Saturday, 14 June 2008


The other day I wrote about how the Democrat party (and more importantly, Barack Obama's campaign strategy) was dangerously out of touch with the situation in Iraq. Abe Greenwald at Commentary, poses similar questions, and in doing so highlights the danger of hitching your wagon to a pessimistic future and the assumption of failure.

In a nutshell:
John McCain has won the Iraq argument. The disagreement on Iraq between McCain and Barack Obama, indeed between Democrats and Republicans, was not about the future of American "neocolonialism" or about the candidates' sympathy for the Marines and soldiers eager to return home. It was about the strategic benefit of keeping active U.S. troops in the War. John McCain believed that a continued American troop presence would hasten Iraq's progress toward national security and political reconciliation. Barack Obama thought a speedy withdrawal would best achieve that goal.
Obama left himself so little wiggle room (as he should, because it was what he believed) that now there's the push to reframe the Iraq situation:
Indeed the Obama camp itself is publicly conflicted about how to move the Iraq argument forward. Yesterday at a Democratic think tank even, two of Obama's Iraq advisors disagreedwith each other on how to proceed after the success of the surge. Colin Kahl argued for leaving a large troop presence in Iraq, contingent upon continued political reconciliation. Brian Katulis argued for withdrawing all troops except for a small group left behind to defend the U.S. embassy.

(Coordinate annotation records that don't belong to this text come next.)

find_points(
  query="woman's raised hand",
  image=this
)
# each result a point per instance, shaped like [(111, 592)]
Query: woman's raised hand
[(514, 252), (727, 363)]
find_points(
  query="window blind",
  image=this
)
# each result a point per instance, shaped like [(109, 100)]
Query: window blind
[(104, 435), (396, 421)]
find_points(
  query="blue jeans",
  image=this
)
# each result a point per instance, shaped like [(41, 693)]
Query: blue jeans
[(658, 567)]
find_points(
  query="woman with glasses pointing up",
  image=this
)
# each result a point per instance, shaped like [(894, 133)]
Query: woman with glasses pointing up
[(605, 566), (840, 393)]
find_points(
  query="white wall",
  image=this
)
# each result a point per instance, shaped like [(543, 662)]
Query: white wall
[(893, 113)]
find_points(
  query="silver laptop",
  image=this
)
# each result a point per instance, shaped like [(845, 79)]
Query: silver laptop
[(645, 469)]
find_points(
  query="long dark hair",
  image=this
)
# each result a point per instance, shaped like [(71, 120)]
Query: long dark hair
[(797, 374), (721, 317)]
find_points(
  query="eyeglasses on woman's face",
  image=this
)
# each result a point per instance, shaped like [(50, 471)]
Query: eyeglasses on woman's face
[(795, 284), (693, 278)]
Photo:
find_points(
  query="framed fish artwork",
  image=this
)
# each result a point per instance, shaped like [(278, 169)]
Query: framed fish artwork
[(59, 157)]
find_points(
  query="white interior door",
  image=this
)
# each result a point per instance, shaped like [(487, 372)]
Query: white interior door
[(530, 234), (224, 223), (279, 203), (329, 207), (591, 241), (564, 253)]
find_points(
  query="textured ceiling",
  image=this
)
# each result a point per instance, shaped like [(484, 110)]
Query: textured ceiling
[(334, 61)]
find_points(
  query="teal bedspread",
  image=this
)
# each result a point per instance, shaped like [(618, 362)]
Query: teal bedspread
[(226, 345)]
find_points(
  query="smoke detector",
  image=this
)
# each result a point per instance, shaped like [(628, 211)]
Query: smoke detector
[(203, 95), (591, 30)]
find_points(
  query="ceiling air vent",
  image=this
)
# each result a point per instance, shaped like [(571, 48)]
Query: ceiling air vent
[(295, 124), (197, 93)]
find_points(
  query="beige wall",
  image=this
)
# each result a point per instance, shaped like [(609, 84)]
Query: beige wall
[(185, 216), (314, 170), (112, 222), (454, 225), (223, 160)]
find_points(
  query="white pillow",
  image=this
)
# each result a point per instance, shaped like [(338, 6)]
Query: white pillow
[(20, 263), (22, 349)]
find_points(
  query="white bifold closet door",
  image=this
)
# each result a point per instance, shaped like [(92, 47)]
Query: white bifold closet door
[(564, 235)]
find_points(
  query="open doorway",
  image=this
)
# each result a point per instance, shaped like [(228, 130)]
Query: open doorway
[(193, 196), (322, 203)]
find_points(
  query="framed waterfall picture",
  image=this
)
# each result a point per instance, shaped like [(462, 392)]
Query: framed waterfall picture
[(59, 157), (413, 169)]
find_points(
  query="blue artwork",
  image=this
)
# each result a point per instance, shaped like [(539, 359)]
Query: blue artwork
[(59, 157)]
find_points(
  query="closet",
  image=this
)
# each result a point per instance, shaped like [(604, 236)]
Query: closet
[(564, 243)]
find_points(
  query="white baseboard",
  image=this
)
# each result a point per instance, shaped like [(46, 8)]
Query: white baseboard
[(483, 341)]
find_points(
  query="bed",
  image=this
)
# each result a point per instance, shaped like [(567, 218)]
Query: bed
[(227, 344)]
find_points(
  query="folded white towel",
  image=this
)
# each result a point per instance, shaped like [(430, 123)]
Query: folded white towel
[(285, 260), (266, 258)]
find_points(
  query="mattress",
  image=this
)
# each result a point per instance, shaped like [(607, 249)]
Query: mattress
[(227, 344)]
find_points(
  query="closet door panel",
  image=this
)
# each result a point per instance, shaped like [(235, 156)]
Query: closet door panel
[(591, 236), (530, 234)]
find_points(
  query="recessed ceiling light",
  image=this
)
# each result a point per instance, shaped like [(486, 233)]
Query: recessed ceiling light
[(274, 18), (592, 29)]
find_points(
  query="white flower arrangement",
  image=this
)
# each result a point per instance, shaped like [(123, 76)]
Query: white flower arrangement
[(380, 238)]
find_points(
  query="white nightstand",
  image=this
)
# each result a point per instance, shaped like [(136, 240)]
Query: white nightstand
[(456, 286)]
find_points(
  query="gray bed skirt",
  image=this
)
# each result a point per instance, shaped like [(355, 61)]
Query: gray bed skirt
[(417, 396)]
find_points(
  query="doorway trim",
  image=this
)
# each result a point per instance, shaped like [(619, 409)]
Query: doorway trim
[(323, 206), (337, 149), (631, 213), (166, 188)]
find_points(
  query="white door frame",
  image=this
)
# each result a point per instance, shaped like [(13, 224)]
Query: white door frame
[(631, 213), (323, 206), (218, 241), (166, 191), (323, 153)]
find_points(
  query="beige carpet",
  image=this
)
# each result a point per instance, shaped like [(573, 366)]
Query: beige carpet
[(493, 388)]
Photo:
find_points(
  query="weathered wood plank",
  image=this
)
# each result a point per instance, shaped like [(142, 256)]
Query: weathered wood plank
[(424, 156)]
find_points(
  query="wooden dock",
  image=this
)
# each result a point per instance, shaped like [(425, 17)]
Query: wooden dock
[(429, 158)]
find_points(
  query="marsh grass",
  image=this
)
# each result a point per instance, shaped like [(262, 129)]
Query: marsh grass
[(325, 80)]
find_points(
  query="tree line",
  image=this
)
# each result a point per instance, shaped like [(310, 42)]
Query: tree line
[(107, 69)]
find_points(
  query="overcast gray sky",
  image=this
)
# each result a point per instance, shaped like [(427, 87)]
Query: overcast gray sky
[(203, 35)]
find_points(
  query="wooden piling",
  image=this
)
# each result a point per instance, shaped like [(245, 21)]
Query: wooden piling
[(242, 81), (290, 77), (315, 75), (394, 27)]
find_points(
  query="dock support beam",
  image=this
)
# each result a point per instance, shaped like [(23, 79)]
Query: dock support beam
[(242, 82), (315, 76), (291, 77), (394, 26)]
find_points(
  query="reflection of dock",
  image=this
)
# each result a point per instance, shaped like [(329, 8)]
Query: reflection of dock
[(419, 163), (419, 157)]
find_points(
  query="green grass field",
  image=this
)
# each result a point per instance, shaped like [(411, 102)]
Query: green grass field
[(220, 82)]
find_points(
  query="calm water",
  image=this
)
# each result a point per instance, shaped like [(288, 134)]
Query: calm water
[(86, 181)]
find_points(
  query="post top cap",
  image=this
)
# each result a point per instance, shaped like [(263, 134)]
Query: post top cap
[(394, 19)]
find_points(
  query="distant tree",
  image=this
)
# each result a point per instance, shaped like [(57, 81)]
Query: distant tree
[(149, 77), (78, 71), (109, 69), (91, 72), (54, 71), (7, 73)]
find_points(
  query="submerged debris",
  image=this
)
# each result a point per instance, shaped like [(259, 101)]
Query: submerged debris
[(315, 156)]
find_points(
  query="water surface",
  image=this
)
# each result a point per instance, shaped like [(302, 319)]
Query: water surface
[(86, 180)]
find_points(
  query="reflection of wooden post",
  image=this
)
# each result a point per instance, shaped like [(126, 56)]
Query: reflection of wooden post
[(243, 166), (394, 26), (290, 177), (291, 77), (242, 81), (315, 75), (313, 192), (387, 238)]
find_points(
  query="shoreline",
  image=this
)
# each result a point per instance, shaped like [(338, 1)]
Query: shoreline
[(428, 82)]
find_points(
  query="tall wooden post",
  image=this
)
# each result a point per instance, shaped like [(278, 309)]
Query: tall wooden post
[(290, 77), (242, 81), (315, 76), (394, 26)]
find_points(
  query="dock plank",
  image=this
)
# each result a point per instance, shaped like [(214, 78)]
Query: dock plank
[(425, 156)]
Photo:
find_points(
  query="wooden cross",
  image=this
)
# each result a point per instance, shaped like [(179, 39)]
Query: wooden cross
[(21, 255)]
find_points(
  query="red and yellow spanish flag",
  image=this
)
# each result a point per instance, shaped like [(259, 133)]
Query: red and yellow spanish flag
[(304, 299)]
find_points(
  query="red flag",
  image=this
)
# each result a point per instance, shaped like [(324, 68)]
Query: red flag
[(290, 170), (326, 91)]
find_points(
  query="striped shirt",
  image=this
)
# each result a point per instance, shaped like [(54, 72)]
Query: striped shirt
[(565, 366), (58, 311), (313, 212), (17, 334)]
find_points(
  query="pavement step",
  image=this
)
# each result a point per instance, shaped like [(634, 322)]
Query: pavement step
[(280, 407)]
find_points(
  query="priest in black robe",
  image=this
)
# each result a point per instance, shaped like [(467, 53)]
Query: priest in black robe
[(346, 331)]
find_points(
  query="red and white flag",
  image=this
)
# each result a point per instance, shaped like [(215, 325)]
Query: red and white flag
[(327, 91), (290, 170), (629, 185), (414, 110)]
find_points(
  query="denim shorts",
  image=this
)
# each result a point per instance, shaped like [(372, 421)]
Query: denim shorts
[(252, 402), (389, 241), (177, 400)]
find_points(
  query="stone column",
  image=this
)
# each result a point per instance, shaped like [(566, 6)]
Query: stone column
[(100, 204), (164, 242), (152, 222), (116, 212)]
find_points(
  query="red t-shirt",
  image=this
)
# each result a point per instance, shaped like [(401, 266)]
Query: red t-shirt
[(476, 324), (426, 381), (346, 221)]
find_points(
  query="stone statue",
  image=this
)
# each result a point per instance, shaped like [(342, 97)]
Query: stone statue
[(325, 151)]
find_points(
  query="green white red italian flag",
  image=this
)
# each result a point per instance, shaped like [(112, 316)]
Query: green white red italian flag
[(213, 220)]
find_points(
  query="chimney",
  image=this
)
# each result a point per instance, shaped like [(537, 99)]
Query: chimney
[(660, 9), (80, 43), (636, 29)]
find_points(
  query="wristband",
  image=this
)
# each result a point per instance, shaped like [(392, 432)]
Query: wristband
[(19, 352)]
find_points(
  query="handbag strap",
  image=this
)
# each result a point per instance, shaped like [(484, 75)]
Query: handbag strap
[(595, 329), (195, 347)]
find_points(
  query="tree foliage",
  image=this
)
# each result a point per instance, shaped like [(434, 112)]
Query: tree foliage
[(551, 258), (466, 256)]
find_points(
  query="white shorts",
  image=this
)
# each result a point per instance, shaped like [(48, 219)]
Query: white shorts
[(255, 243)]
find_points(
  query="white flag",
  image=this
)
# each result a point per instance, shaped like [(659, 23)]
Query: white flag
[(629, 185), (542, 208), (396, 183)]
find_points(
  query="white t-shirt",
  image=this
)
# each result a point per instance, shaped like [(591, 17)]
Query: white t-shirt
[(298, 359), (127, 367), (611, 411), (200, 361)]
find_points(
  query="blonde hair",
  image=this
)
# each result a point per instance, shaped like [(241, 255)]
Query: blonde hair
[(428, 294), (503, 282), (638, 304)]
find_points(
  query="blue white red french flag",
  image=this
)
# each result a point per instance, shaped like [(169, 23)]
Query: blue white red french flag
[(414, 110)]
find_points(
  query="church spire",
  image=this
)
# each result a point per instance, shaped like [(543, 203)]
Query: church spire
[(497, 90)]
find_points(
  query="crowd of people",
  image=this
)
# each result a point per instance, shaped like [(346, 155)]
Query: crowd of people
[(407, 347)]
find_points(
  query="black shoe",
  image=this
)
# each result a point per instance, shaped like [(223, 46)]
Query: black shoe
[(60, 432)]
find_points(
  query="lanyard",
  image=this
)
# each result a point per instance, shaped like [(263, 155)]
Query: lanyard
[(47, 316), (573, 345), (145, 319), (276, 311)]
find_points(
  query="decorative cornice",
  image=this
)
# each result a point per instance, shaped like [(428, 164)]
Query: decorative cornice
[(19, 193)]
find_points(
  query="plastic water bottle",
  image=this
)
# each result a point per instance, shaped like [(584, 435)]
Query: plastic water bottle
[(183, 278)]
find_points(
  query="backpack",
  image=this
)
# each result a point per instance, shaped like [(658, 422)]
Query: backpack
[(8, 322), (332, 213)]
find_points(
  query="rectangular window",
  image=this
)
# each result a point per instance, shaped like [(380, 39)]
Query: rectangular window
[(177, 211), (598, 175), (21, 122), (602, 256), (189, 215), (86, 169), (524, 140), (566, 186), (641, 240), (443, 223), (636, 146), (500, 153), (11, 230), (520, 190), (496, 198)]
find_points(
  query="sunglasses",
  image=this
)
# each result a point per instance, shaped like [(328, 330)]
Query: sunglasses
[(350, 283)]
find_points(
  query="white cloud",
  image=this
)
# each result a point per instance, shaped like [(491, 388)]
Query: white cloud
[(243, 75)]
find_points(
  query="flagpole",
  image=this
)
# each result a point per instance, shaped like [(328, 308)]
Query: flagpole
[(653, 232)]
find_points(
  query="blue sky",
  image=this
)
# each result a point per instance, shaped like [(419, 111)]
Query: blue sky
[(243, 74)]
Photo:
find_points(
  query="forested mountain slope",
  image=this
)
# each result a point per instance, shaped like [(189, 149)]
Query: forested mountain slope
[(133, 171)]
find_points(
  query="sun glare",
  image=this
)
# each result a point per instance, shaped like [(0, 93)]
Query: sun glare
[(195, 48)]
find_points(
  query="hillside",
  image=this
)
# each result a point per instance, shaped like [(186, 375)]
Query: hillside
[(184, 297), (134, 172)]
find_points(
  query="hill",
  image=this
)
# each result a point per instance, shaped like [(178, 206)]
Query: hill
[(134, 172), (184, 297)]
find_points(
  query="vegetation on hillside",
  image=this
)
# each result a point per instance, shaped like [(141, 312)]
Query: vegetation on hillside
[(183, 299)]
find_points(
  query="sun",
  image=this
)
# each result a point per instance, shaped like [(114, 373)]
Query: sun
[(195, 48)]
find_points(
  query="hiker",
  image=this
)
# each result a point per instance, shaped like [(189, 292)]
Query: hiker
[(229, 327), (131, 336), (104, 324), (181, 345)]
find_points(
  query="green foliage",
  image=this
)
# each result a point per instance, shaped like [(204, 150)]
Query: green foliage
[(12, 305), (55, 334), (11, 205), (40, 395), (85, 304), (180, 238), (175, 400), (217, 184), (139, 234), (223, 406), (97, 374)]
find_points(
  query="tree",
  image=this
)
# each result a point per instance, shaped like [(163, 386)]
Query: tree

It's clear that Obama and his supporters are guilty of the charge they'd grown accustomed to leveling at the Bush administration: no Iraq foresight. It's true that President Bush and Donald Rumsfeld had not come up with a plan B in the case of strong Iraqi resistance. Obama and Co. have failed to consider what their next move would be in the face of U.S. success.
What a strange thing it must be to have to try to walk back your main argument because you bet against the chances of your country winning a battle you needed it to lose.